Geluid plant zich door lucht voort met een snelheid van ongeveer 330 meter/sec. en bestaat uit trillingen. Deze trillingen kunnen schematisch worden voorgesteld door golven: geluidsgolven.
Bij zo'n golf onderscheiden we:
de golflengte;
de amplitude.
Een geluidsgolf heeft de volgende eigenschappen:
hoe korter de golflengte hoe hoger de toon
hoe groter de amplitude hoe harder de toon.
We spreken bij golven over frequentie. Dit is aantal golven per seconde, uitgedrukt in Herz (Hz). (Dit geldt voor zowel geluids- als elektromagnetische golven.). Golflengte wordt ook uitgedrukt als "labda" () De golflengte van (radio)golven wordt bepaald door de frequentie en de voortplantingssnelheid, uit te drukken in een formule:
golflengte x freq. = voortplantingssnelheid of g x f = v
De golflengte uitgedrukt in meters en de frequentie in Hertz geeft de snelheid in meters per seconde.
Omgrote afstanden te overbruggen worden radiozenders en ontvangers gebruikt. Deze maken gebruik van radiogolven, die zich elektromagnetisch voortplanten. Het samenstel van factoren die de voortplanting bewerkstelligen heet propagatie. Electromagnetische golven worden ook wel aangeduid als EM golven.
De voortplantingssnelheid van radiogolven is: (ongeveer) 300.000.000 meter/sec. (= lichtsnelheid).
Ook voor radiogolven geldt: g x f = v
Radiogolven zijn een samenstel van elektrische en magnetische golven met een golflengte van 1 mm tot 100.000 m. Gezien de hoge frequentie waarden zijn de begrippen kilo-Hertz = kHz (= 1000 Hz); mega Hertz = MHz (= 1000 kHz = 1.000.000 Hz) en giga-Hertz = GHz (= 1.000.000.000 Hz) ingevoerd.

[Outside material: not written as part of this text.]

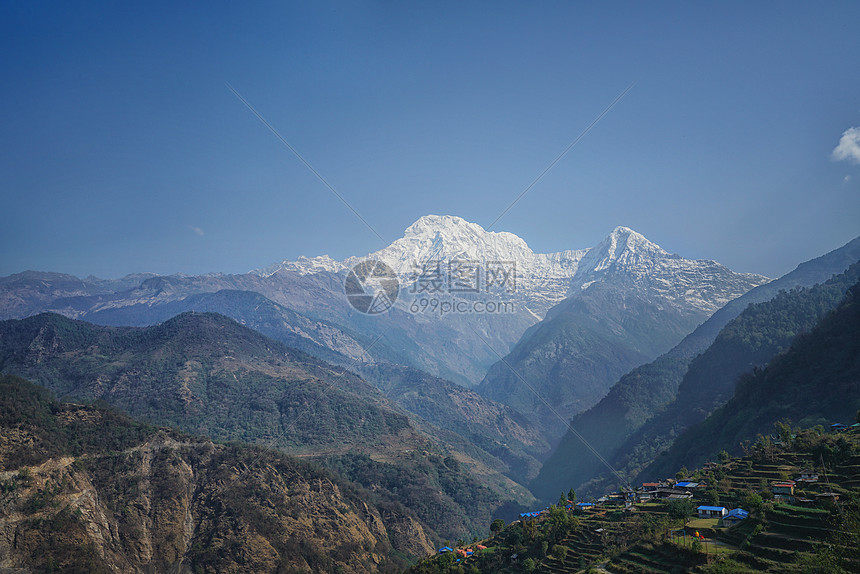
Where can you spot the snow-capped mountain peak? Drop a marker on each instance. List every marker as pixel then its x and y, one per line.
pixel 447 237
pixel 623 248
pixel 624 257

De radiogolven zijn ingedeeld volgens onderstaande tabel.
VLF - Very Low frequency 3-30 kHZ
.LF - Low Frequency 30-300 kHz
MF - Medium Freqency 300-3000 kHz
HF - High Frequency 3000-30.000 kHz
VHF - Very High Frequency 30-300 MHz 118 t/m 136.975 RT-communicatie
UHF - Ultra High Frequency 300 -3000 MHz
SHF - Super High Freq 3000-30.000 MHz
EHF - Extreme High Frequency 30.000- 300.000 MHz
Lage frequenties volgen een gebogen weg langs het aardoppervlak: hoe hoger de frequentie des te minder afbuiging langs het aardoppervlak. De golven zijn in te delen in oppervlakte- of bodemgolven, ruimtegolven en ionosfeergolven.
Deze golven planten zich langs het aardoppervlak voort. Zij zijn gevoelig voor ‘fading’, veroorzaakt door het elkaar verstoren van de bodemgolf en de door de ionosfeerlaag teruggekaatste golf.
De reikwijdte is o.a. afhankelijk van de gekozen frequentie, het vermogen van de zender, gevoeligheid van de ontvanger en de bodemgesteldheid (absorptie). Gezien de frequenties vallen VLF, LF en MF onder deze golfsoort.
Ruimtegolven zijn vooral van belang bij het gebruik van: VHF, UHF, SHF en EHF. Zij planten zich bijna rechtlijnig voort, waardoor de reikwijdte iets verder ligt dan de 'optische' horizon.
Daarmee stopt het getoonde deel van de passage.